In September 2023, the European Commission published its proposed directive on Business in Europe: Framework for Income Taxation (BEFIT) aimed at cross-border groups. The proposed directive includes a common set of rules to determine the tax base of companies belonging to the same group within the EU, with the purpose of aggregating the tax bases into one single tax base. Once the aggregated tax base has been determined, each group company will be assigned a percentage of the aggregated tax base. This percentage will be based on the average of the taxable results in the previous three fiscal years.
In the same connection, the Commission issued a separate proposal for harmonising transfer pricing rules within the EU. This proposal aims at enhancing tax certainty and, consequently, reducing tax litigation and double-taxation. Moreover, it also aims at reducing aggressive tax planning schemes.

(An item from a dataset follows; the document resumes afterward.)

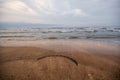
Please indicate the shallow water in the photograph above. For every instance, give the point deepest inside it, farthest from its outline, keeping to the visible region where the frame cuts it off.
(37, 33)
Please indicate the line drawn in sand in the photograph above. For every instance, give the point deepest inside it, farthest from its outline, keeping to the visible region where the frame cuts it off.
(69, 58)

THE PROPOSED DIRECTIVE WOULD CONCERN LARGE GROUPS THAT ARE SUBJECT TO EU REGULATIONS
The BEFIT Directive will be mandatory only for groups operating in the EU with a combined revenue of at least EUR 750 million over a certain period, and where the ultimate parent entity hold at least 75% of the ownership rights or of the rights giving entitlement to profit. Another precondition is that the group companies prepare consolidated financial statements. Groups with a lower revenue operating in the EU may also choose to opt in as long as they prepare consolidated financial statements.

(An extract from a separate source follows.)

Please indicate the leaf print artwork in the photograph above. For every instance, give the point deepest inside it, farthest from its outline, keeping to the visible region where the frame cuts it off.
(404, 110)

THE PROPOSED REGULATION MAY INITIALLY LEAD TO ADDITIONAL WORK
The proposed directive is another step towards a common EU corporate taxation system and the plan for a common allocation method in which the results, determined under common rules, would be allocated for taxation in the group companies' home countries using a formulary apportionment. The proposed regulation aims to further develop the EU's internal market and reduce the procedural costs caused by applying multiple taxation frameworks. It is also expected to encourage cross-border investments within the EU. While the Commission predicts that the regulation could result in significant savings in procedural costs, the implementation and application of the new regulation will likely lead to additional work for groups, at least in the initial stage. The situation is further complicated by the fact that the proposed directive only concerns companies that fall under EU regulation. In other words, it does not apply to cases in which a company's tax residence is in a non-EU state.
THE CONTENTS OF THE DIRECTIVE ARE NOT YET SET IN STONE
The BEFIT Directive is proposed to enter into force on 1 July 2028. If the transfer pricing proposal proceeds as planned, it would enter into force on 1 January 2026 already. However, the directives must first pass through the hands of the European Parliament and of the Council. The proposed regulation and the allocation of revenue concern the taxing rights of Member States, which have traditionally been difficult questions on the EU level. It is therefore highly uncertain that the European Parliament and the Council would adopt the proposed regulations, at least exactly as proposed. Nevertheless, it is necessary to renew the international corporate taxation system, and we are bound to see some changes sooner or later.